Machine learning requires careful thought and planning. Start by analyzing your ML workflow—what you want your project to do, and how you will reach your destination.
Because machine learning (ML) is hot right now, you can easily find a lot of information about it online. However, ML is an art and a science, and the best way to learn it is by taking on a small, low-risk project. Don’t damage your reputation by learning just enough about ML online, only to cause problems for your client or employer down the road.
To get started, have your destination in mind and map out how you will get there. We call these steps the ML workflow, and they require understanding some key terms and basic concepts. Here is a short glossary:
- Features/Inputs: Individual independent variables that act as inputs in an ML system. Features are also called attributes. Feature engineering is the process of obtaining new features from old features. In simple terms, you can consider one column of a data set as one feature.
- Labels/Output Classes: The final output of an ML system. You can also think of output classes as labels. Labeled data refers to groups of samples tagged to one or more labels. Programmers apply both features and labels to classification and regression problems.
- Algorithm: The hypothesis set before training starts using real-world data. Algorithms adjust themselves to perform better by experiencing more and more data. In other words, they learn through exposure to more data over time, just like humans.
- Training/Learning: The process through which data passes through the algorithm. The algorithm looks for patterns in how features and labels correspond. The training process results in a model.
- Models: A piece of code programmers make better and smarter with the help of trained data. It can be a mathematical representation of a real-world process. Analysts can then use the representation to make prediction or inference models, which indicate the most likely outcomes based on relationships between features and labels.
We can see how all of this works together in a simple image:
Machine Learning Planning: Thinking It All Through
As impressive as this all might seem, don’t forget you need human thought to make it all work. Programmers start the process by asking three questions about the problem they want to solve:
- Do I have a well-defined problem to solve?
Not every problem lends itself to ML. The best automation problems are those that involve repeatable, rules-based activities. Problems you don’t need to repeat, require quick completion, or rely on human intuition are generally not good candidates for ML.
- Is ML the best solution for the problem?
As Gartner points out, this question is critical because if data inputs don’t match the defined dataset, the model will fail. Think about comparing delivery route data if you measure distances in one dataset in miles and the other in kilometers.
- Do I have a way to measure my Model’s success?
Make sure you have access to enough data to train your model. One of the most common reasons ML projects fail is the lack of enough data. Data quantity is a better predictor of ML success than data quality.
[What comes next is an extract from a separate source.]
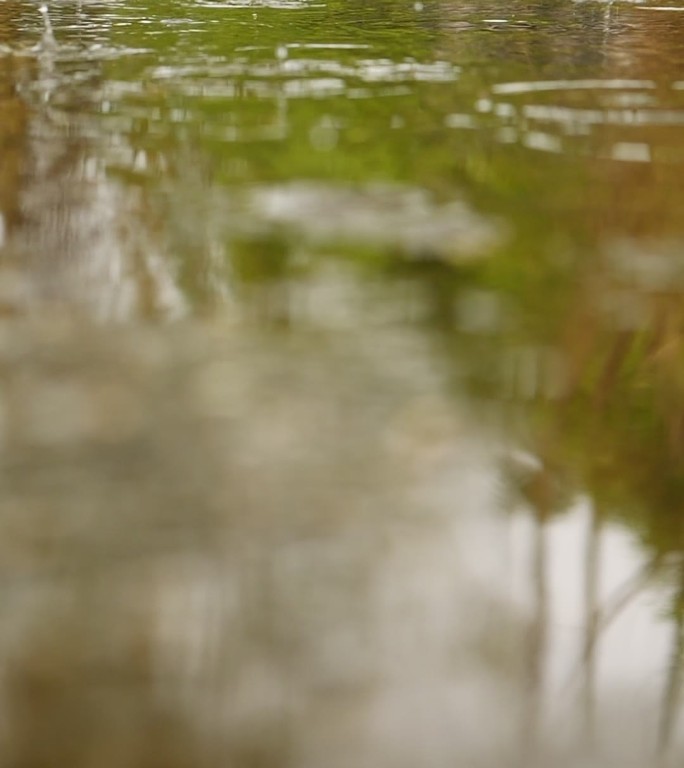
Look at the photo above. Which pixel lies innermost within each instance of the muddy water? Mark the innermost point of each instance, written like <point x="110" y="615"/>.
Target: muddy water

The Machine Learning Workflow
The diagram below illustrates the ML workflow. As you can see, it is a straightforward process that starts with three phases: sourcing and preparing data, coding the model, and training, evaluating and tuning the model. The last phase begins an iterative process as the algorithm continues to adjust to the new features it generates.
Source and Prepare Your Data
To succeed, you need a large set of training data that includes the feature you want to predict based on the other features. For example, suppose you build your model to predict the sale price of a house. Preparing the data includes:
- Data analysis: Once you source your data, analyze and understand it, and prepare to run it through the training process. In the house example, features might be location, size of the house and price.
- Data preprocessing: Transform the valid, clean data into the format that best suits your model’s needs. You would want all your sales prices to be in the same currency type, for example, and size must be a standard measure like square footage, rather than the number of rooms. (Room size and function among houses will vary, but the house’s total square footage will not.)
- Data exploration and preparation completion: Your goal in this straightforward example would be to produce a model that will accurately predict the price of a house as its size and location features vary in relation to each other.
Code Your Model
Develop your model using established ML techniques or by defining new operations and approaches. One of the most common programs used for ML is called Python. While a deep dive into Python is beyond our scope today, your first step is to learn basic mathematical concepts, like linear algebra.
One good course is Andrew Ng’s Machine Learning on Coursera. In addition to linear algebra basics, it will introduce you to the best machine learning techniques and give you hands-on practice applying them to real-world problems. You’ll then be ready to explore the various Python packages, including NumPy, Matplot, Pandas and Scikit Learn.
But again, while you can learn basic elements of ML and Python online, online training is no substitute for learning through experience, starting with a small, low-risk project.
Train, Evaluate, and Tune Your Model
Now, you are finally ready to train the model with your training data and evaluate how well it performs. Remember, the larger your data set, the better: More data will help the model work more efficiently, and so you can validate it for further testing and tuning.
ML has tremendous potential for improving countless areas of our lives. However, to succeed, you must start by understanding what you want your ML project to accomplish and how you will get it to the finish line. Making sure that ML is the best solution for your problem and that you have the amount of data you need before you start is the best pathway to ML success, no matter what program or technology you use.